De demonstraties, die op 13 juni uitbraken onder invloed van de roep van de inheemse bevolking om onder meer lagere brandstof- en voedselprijzen, hebben geleid tot ten minste zes burgerdoden en meerdere aanvallen op veiligheidstroepen.

De protesten hebben Lasso's vijandige relatie met de nationale vergadering verergerd, waar de wetgevers zijn belangrijkste economische voorstellen hebben geblokkeerd, terwijl hij worstelde om het toenemende geweld, waarvan hij de drugsbendes de schuld geeft, in te dammen.

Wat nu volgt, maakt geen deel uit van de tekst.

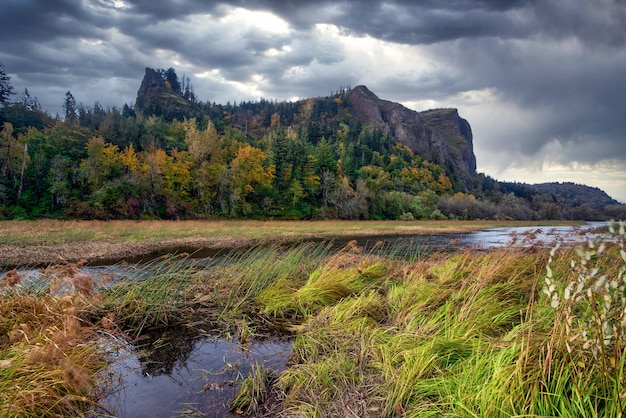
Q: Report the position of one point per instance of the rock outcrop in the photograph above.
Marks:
(441, 135)
(156, 97)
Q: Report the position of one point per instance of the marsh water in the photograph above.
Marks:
(192, 374)
(187, 376)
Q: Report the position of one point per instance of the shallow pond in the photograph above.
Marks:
(187, 376)
(191, 375)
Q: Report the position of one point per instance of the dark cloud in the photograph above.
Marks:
(535, 75)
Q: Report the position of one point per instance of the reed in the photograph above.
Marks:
(468, 334)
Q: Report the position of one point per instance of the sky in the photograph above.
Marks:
(541, 82)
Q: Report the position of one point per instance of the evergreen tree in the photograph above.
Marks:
(69, 105)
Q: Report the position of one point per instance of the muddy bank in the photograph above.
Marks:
(98, 252)
(16, 255)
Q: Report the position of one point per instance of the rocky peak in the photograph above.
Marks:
(440, 136)
(156, 97)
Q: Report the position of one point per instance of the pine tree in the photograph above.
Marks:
(69, 105)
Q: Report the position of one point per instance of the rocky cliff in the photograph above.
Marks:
(156, 97)
(441, 135)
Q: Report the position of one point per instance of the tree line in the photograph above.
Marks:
(303, 160)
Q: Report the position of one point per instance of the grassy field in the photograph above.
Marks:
(509, 332)
(51, 241)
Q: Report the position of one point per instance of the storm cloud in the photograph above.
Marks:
(541, 82)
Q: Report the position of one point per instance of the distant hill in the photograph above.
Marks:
(439, 136)
(576, 194)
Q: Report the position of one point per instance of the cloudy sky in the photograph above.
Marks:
(542, 82)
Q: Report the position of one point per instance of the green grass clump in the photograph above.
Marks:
(151, 296)
(469, 334)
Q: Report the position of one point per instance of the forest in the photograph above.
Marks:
(188, 159)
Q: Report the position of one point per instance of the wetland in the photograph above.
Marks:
(386, 324)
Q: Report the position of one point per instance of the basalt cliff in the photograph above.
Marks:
(441, 135)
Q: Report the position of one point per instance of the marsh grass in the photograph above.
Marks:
(48, 356)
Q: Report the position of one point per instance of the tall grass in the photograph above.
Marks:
(465, 334)
(153, 295)
(468, 334)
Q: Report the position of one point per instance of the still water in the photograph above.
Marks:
(196, 375)
(187, 376)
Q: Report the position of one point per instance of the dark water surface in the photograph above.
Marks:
(196, 381)
(194, 375)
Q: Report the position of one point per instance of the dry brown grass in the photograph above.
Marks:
(51, 241)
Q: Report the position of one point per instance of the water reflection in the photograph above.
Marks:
(188, 375)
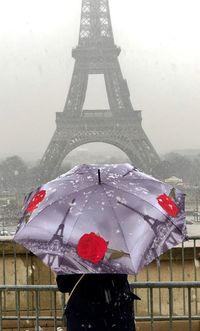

De assemblee zou zaterdagavond op verzoek van enkele oppositieleden bijeenkomen om over Lasso's afzetting uit zijn ambt te debatteren, hoewel de groep niet over de stemmen lijkt te beschikken die nodig zijn om een dergelijke maatregel goed te keuren.

Na de besprekingen van zaterdag heeft Lasso een einde gemaakt aan een uitzonderingstoestand in zes provincies, zoals door inheemse leiders was gevraagd.

"De regering herhaalde dat zij bereid is te garanderen dat er ruimten voor vrede worden gecreëerd," zei het persbureau van Lasso in een verklaring.

De wettelijke vertegenwoordiger van de regering, Fabian Pozo, vertelde de Nationale Vergadering dat het land geleidelijk aan weer normaal werd en dat de regering geluisterd had naar de legitieme eisen van de demonstranten.

Deze week kondigde de regering ook gesubsidieerde meststoffen, kwijtschelding van schulden en verhogingen van de begroting voor gezondheidszorg en onderwijs aan, maar de formele besprekingen tussen de regering en de demonstranten, die geleid worden door de inheemse groep CONAIE, waren al dagenlang vastgelopen, zelfs toen de confrontaties tijdens de betogingen voortduurden.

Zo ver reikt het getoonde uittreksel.